Until we all learn to process information in exactly the same way, it’s unlikely there will ever be uniformity in how we measure intelligence.
Nonetheless, there must be some standard by which we can judge the success of our schools, their curriculum and ultimately our students. So far, standardized tests in one form or another are the widely accepted norm for calculating academic success, though the debate rages on as to what these tests should actually be testing for.
And as we all learned at a young age, there are ethical and unethical ways to boost test scores.
From the standpoint of those in front of the classroom, “teaching to the test” is an insurance policy of sorts that guarantees your students will be familiar with the material covered in the exam. Literally, this means the teacher will limit their curriculum to those subjects on the exam. Under this model it’s not unreasonable to incorporate actual test questions into the lesson plan. The argument against this of course, hinges on the idea that bubble sheets can’t possibly convey all of society’s educational values.
In District 91, our elementary schools, a leading educator swore off this practice of teaching to the test, and disparaged legislative priorities set by the federal No Child Left Behind Act.
In District 209, our local high school, the superintendent said he can’t be bothered debating the merits of any particular test, and instead, challenged educators to meet whatever standards are put in place.

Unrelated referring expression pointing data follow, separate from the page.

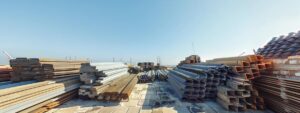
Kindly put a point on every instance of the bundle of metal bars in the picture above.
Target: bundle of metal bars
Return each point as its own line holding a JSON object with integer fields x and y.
{"x": 215, "y": 76}
{"x": 191, "y": 60}
{"x": 106, "y": 81}
{"x": 43, "y": 69}
{"x": 282, "y": 47}
{"x": 5, "y": 73}
{"x": 246, "y": 69}
{"x": 18, "y": 98}
{"x": 188, "y": 86}
{"x": 280, "y": 86}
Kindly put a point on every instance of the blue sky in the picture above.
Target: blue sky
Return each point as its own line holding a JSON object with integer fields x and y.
{"x": 142, "y": 29}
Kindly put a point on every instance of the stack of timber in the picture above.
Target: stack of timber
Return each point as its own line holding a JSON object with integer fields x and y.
{"x": 246, "y": 69}
{"x": 191, "y": 60}
{"x": 32, "y": 96}
{"x": 215, "y": 76}
{"x": 106, "y": 81}
{"x": 43, "y": 69}
{"x": 280, "y": 86}
{"x": 5, "y": 73}
{"x": 101, "y": 73}
{"x": 282, "y": 46}
{"x": 188, "y": 86}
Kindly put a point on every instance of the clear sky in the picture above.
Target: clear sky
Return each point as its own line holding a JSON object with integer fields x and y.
{"x": 142, "y": 29}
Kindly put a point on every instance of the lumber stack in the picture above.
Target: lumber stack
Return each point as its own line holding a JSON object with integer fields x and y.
{"x": 188, "y": 86}
{"x": 191, "y": 60}
{"x": 5, "y": 73}
{"x": 215, "y": 75}
{"x": 43, "y": 69}
{"x": 282, "y": 46}
{"x": 16, "y": 99}
{"x": 280, "y": 86}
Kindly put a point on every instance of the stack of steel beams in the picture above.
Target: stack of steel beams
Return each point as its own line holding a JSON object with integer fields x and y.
{"x": 191, "y": 60}
{"x": 5, "y": 73}
{"x": 246, "y": 69}
{"x": 188, "y": 86}
{"x": 215, "y": 75}
{"x": 22, "y": 97}
{"x": 282, "y": 47}
{"x": 43, "y": 69}
{"x": 280, "y": 86}
{"x": 106, "y": 81}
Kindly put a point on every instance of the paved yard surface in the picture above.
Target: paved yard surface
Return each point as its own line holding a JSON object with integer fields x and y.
{"x": 154, "y": 97}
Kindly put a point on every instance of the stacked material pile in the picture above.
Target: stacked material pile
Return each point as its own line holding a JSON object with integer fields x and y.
{"x": 280, "y": 86}
{"x": 5, "y": 73}
{"x": 150, "y": 76}
{"x": 282, "y": 47}
{"x": 146, "y": 77}
{"x": 216, "y": 75}
{"x": 106, "y": 81}
{"x": 246, "y": 69}
{"x": 34, "y": 96}
{"x": 191, "y": 60}
{"x": 161, "y": 75}
{"x": 188, "y": 86}
{"x": 43, "y": 69}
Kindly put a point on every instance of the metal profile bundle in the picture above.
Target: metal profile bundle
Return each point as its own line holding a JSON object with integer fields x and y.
{"x": 5, "y": 73}
{"x": 191, "y": 60}
{"x": 187, "y": 85}
{"x": 43, "y": 69}
{"x": 215, "y": 75}
{"x": 245, "y": 68}
{"x": 16, "y": 99}
{"x": 282, "y": 46}
{"x": 280, "y": 86}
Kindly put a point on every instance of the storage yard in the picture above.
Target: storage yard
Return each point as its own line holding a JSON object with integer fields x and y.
{"x": 264, "y": 82}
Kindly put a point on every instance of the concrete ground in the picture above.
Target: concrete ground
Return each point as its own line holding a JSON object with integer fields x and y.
{"x": 154, "y": 97}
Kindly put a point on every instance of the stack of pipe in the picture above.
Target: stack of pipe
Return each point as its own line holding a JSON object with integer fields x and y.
{"x": 43, "y": 69}
{"x": 30, "y": 96}
{"x": 5, "y": 73}
{"x": 187, "y": 85}
{"x": 280, "y": 86}
{"x": 191, "y": 60}
{"x": 245, "y": 68}
{"x": 282, "y": 47}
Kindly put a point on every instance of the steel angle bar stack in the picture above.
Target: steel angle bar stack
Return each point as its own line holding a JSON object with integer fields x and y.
{"x": 215, "y": 75}
{"x": 280, "y": 87}
{"x": 22, "y": 97}
{"x": 282, "y": 46}
{"x": 245, "y": 69}
{"x": 43, "y": 69}
{"x": 187, "y": 85}
{"x": 106, "y": 81}
{"x": 5, "y": 73}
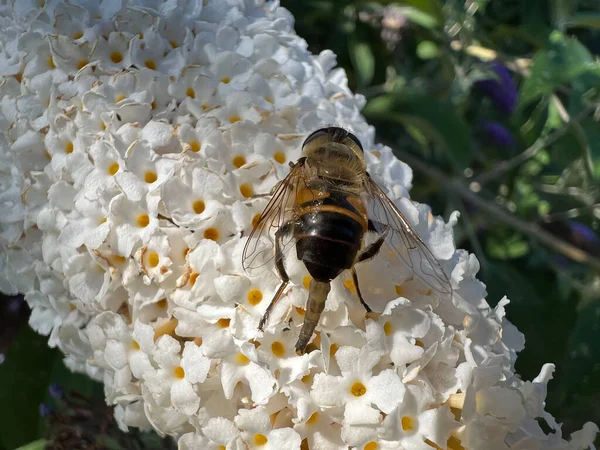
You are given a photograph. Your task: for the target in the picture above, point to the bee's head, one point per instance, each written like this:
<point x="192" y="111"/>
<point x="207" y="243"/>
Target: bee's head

Though these two school districts both serve the families of Forest Park, they have taken opposing positions in this debate. Instinct suggests that one of them must be wrong, but their respective circumstances add merit to both arguments.
In District 91, as in many other school districts in the country, special education students are being held to an arguably impossible standard. By definition a severely handicapped child will fall behind their peers in ways that will never put them on a truly equal footing. To help these students reach their own fullest potential is worthwhile and noble. To punish the district when they don’t perform at a level that challenges otherwise typical children is not.
However, educators in our K-8 schools need only look in the mirror for an example of the motivating influence accountability can have. After years of seeing black students struggle with math at the middle school, changes mandated by NCLB may have led to a turnaround in their performance.
Meanwhile, District 209 has lacked accountability up and down the ranks, both in and out of the classroom. Until the staff and the students can prove their own merit they forfeit the right to argue the standards.